Marktmacht im Internet: Alle auf einen

Der Kurznachrichtendienst WhatsApp führt eine Ende-zu-Ende-Verschlüsselung ein. Können wir jetzt alle wechseln? Klar. Aber.

Hinweis zur Sicherheit bei WhatsApp auf einem Smartphone

Frohe Kunde – doch über die übrigen Schwächen von WhatsApp wird lieber geschwiegen Foto: reuters

Man kann versuchen, sich das mal vorzustellen: Wie es wohl zuging, als sie in den Büros von NSA über BND bis zum britischen GCHQ erfahren haben, dass WhatsApp ab sofort verschickte Nachrichten von Ende zu Ende verschlüsselt. Verzweiflung? So richtig, mit auf den Boden stampfen, Haare raufen, und Kopf gegen die Wand schlagen? Oder – Achtung! Verschwörungstheorie – Gelassenheit? Weil sie längst von einer bislang unveröffentlichten Sicherheitslücke wissen?

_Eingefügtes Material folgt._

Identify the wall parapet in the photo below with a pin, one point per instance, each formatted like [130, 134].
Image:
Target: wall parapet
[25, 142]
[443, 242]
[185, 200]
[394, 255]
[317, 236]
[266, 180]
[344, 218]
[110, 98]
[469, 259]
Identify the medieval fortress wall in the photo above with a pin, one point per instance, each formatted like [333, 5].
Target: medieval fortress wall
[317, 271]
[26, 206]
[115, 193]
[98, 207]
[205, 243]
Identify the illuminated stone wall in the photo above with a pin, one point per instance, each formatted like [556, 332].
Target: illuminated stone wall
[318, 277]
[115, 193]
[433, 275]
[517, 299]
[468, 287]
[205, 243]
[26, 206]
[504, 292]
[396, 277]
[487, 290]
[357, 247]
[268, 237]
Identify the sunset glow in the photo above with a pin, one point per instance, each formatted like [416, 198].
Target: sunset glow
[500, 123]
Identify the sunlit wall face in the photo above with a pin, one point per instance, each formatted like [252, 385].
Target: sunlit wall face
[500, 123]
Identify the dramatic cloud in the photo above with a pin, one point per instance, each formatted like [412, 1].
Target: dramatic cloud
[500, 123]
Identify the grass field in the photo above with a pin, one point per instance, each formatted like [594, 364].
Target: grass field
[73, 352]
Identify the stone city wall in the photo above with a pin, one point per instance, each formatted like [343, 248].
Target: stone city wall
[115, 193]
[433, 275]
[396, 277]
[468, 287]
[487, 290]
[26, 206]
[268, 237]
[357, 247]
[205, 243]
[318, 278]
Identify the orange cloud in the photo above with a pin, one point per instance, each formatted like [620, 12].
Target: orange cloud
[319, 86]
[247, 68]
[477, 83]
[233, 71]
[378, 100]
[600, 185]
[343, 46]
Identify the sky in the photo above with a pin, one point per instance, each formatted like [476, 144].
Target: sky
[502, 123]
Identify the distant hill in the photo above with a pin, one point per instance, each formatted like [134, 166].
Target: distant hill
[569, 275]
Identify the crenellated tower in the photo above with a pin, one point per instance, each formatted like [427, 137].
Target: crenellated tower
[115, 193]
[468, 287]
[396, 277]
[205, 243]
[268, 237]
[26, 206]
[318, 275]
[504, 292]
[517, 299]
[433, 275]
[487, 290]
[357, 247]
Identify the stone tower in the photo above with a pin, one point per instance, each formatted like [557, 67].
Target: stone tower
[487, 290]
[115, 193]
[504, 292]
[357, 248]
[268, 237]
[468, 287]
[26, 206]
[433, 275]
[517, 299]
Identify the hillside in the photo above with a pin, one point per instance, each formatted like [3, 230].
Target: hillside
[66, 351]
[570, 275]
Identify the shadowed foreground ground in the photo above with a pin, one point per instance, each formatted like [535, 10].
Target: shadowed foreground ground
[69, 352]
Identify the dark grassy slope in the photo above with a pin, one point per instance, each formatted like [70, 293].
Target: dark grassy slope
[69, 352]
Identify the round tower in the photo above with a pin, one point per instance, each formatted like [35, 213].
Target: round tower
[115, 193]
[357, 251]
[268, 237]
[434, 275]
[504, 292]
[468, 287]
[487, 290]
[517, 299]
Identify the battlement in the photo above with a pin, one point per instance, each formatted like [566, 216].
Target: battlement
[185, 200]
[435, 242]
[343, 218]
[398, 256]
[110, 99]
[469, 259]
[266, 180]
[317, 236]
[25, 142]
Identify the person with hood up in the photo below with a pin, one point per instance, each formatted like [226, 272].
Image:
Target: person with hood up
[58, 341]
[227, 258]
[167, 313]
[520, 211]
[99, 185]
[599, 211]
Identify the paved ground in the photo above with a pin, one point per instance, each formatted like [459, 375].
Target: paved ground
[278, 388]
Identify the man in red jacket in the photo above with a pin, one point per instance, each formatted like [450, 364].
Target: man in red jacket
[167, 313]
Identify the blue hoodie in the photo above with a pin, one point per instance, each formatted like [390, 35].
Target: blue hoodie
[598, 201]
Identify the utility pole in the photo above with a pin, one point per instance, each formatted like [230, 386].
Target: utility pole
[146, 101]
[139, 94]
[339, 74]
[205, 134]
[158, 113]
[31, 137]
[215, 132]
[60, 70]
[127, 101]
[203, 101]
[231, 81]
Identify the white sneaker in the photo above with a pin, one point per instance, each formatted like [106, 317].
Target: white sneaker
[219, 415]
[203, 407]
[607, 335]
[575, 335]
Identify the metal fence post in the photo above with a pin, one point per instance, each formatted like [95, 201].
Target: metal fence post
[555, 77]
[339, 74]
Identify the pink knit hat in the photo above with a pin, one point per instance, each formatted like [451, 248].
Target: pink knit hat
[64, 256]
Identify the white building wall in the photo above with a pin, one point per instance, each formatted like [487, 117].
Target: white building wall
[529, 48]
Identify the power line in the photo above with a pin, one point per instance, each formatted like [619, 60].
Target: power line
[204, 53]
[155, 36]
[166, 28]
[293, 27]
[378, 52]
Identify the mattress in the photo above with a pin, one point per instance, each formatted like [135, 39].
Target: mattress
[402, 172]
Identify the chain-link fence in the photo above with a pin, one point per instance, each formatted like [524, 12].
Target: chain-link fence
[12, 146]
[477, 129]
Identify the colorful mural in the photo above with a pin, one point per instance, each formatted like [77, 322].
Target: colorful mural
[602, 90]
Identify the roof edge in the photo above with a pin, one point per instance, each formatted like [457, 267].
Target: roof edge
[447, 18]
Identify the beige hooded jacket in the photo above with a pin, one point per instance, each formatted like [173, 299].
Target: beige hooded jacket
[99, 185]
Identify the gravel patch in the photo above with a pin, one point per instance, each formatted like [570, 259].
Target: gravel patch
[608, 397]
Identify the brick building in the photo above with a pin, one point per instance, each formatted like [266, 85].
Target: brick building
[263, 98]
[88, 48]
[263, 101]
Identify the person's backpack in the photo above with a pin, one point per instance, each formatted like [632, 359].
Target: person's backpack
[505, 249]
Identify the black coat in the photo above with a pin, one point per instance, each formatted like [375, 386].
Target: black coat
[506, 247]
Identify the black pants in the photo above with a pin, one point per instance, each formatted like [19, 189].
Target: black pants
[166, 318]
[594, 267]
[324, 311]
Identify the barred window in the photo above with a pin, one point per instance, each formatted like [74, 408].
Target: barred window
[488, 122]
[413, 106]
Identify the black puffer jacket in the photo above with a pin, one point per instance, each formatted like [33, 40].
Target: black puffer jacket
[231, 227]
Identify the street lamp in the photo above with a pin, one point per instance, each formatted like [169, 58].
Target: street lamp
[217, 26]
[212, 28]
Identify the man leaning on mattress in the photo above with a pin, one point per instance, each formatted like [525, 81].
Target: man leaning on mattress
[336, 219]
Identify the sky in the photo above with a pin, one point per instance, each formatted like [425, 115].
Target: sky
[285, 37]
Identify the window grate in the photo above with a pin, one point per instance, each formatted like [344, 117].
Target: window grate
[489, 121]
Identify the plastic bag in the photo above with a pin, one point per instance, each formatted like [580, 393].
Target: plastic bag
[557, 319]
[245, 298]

Einiges spricht dafür, dass es eher das Szenario mit den Köpfen und der Wand gewesen sein wird. Das Team von Openwhispersystems um den in der Szene bekannten Moxie Marlinspike hat die Verschlüsselung entwickelt. Lob kommt auch von Menschen, die des Verklärens eher unverdächtig sind – etwa dem Hacker und Journalisten Jacob Appelbaum. Eine Milliarde Menschen weltweit nutzen WhatsApp. Für einen Teil der Nutzer, die das Betriebssystem Android nutzen, gab es WhatsApp-Verschlüsselung schon länger. Die Übrigen kommunizierten für Dritte mitlesbar. Davor aber sind nun die Kurznachrichten von potenziell allen WhatsApp-Nutzern geschützt. 42 Milliarden Nachrichten täglich, deren Inhalt sich der Massenüberwachung entzieht. Das ist nicht nichts. Das ist ein Fortschritt.

WhatsApp hat hier – wenn auch nicht gerade als Vorreiter – einen Standard gesetzt. Genau wie Google, das etwa schon früher die Transportverschlüsselung von E-Mails ermöglichte und ein Jahr nach Snowden angab, für sein Suchmaschinen-Ranking das Kriterium Verschlüsselung positiv zu gewichten. Der Nachteil eines Unternehmens, das den Markt beherrscht, ist hier ein Vorteil.

Daher ist nicht das zentrale Problem, dass WhatsApp immer noch eine Reihe an Schwächen hat. Dass der Account überflüssigerweise mit der Telefonnummer verknüpft ist. Dass der Dienst die persönlichen Kontakte ausliest. Dass die Verschlüsselung überhaupt nur zwischen Nutzern mit der neuesten Version funktioniert. Alles nicht schön, aber das meiste lösbar, wenn das Unternehmen will. Und da sind wir beim wirklichen Problem, beim Haken bei der Nutzung des Dienstes: dem Ausgeliefertsein.

Priorität sieht anders aus

Warum macht das Unternehmen das eigentlich mit der Verschlüsselung? „Der Wunsch, die private Kommunikation von Menschen zu schützen, ist einer der wichtigsten Punkte, an den wir bei WhatsApp glauben“, schreiben die Gründer. Gut, so wichtig kann er nicht gewesen sein, schließlich existiert die Firma bereits seit 2009. Verschlüsselung gab es damals auch schon. Aber eben nicht bei WhatsApp. Was also sollte den Dienst daran hindern – wenn es die wirtschaftliche Situation, politischer Druck oder persönliche Präferenzen der Chefs einfordern –, das mit der Verschlüsselung wieder einzustellen?

Wie viele Nutzer dem Anbieter den Rücken kehren würden, ließ sich bereits erleben, nach der Übernahme durch Facebook. Von der groß angelegten Kündigungswelle blieben am Ende vor allem Absichtserklärungen übrig.

Doch wenn alle zur Nummer eins rennen, haben es Alternativen schwer. Das ist etwa bei Browsern zu sehen, wo Googles Chrome seit einigen Jahren dabei ist, Anbieter wie Firefox in die Nische zu schieben. Und damit auch Möglichkeiten der privatsphärenfreundlichen Konfiguration. Positive Effekte von Marktmacht sind eben eher Einzelfälle. In der Regel ist sie zum Nachteil für die Nutzer.

Es kann also nicht schaden, sich beizeiten nach Alternativen umzusehen. So lange es sie noch gibt.